Always excuses with me! Not just with me, I realize. I also realize I'm productive generally and often take for granted all the books and articles I read; the volunteering I do; the people I'm meeting and with whom I'm corresponding, most often via email, increasingly through handwritten letters; the various projects I'm working on (not including my manuscript, despite much self-cajoling); the thinking, talking, dancing, dreaming.
Did you know I want to have a small house - a repurposed garage, portable, powered by sunlight - and live in the Pacific Northwest? It will be one big room, with a loft framing a triangular big-paned window where our bed will be. Shelving for books will line all the walls and the majority of any storage we have will be for the rest of them, and vinyl. And plants wherever we can stuff them.
Also: to Ph.D. or not to Ph.D. - that is the elementary question, My Dear Watson.

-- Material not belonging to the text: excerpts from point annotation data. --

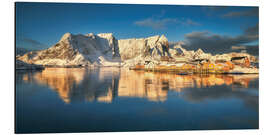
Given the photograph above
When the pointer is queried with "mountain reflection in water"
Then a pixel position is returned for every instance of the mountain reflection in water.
(105, 84)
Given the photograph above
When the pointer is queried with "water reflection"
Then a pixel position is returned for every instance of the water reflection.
(105, 84)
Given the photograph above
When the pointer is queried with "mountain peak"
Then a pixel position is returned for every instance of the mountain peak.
(66, 36)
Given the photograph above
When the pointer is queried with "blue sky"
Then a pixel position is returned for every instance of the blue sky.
(40, 25)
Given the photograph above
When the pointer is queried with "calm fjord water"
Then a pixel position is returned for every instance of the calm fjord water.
(114, 99)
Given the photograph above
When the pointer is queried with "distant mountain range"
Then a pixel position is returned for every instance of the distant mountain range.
(105, 50)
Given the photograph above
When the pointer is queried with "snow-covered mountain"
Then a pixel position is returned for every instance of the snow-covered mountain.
(101, 49)
(105, 50)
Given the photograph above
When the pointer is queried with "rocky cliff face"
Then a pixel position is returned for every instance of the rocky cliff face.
(73, 50)
(105, 50)
(101, 49)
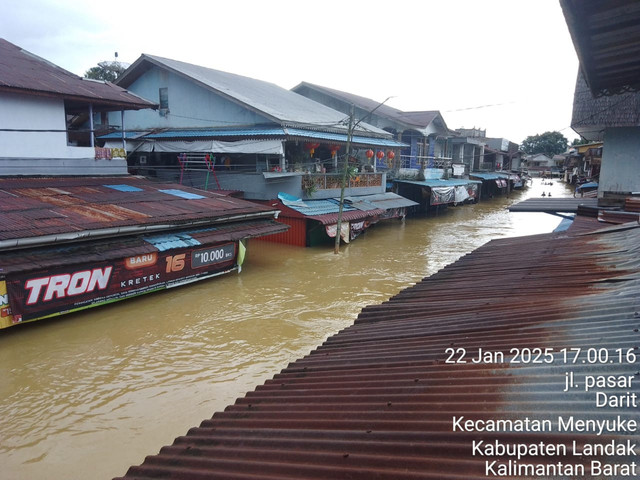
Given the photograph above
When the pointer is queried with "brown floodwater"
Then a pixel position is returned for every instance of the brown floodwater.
(89, 394)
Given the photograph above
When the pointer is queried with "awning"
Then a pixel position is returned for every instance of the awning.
(385, 201)
(282, 133)
(266, 147)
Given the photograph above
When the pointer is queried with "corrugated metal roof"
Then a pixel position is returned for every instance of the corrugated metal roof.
(216, 133)
(266, 98)
(338, 137)
(71, 207)
(489, 175)
(24, 72)
(421, 119)
(51, 257)
(552, 205)
(260, 131)
(606, 35)
(377, 400)
(440, 182)
(385, 201)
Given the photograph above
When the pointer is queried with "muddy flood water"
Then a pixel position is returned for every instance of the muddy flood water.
(90, 394)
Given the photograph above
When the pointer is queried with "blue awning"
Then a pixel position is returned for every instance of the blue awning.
(266, 131)
(440, 182)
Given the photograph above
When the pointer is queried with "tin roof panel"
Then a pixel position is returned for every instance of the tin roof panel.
(377, 400)
(62, 206)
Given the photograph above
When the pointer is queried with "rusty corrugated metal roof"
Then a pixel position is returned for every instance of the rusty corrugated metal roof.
(35, 209)
(50, 257)
(377, 400)
(24, 72)
(553, 205)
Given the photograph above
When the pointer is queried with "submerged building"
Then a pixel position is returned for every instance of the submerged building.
(77, 230)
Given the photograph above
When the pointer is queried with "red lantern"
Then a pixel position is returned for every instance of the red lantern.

What's more, I miss gardening, and have grown fully sick-and-tired of the construction site next door. I have a few potted plants on the steps that lead to our front door and one (ailing) succulent on the sill in our bathroom, but this seems hardly enough. If not for the cats, who simply cannot be deterred from ransacking any thing in their path, there would be plants lining the bases of the windows, plants on the side desk next to the telemodulator and on the kitchen table. Hell, I'd put a plant in the kitchen sink if I thought that Omar would mind his own feline business.
1:46 PM on the second-to-last day of my vacation...I think I should go back to reading Blind Assassin.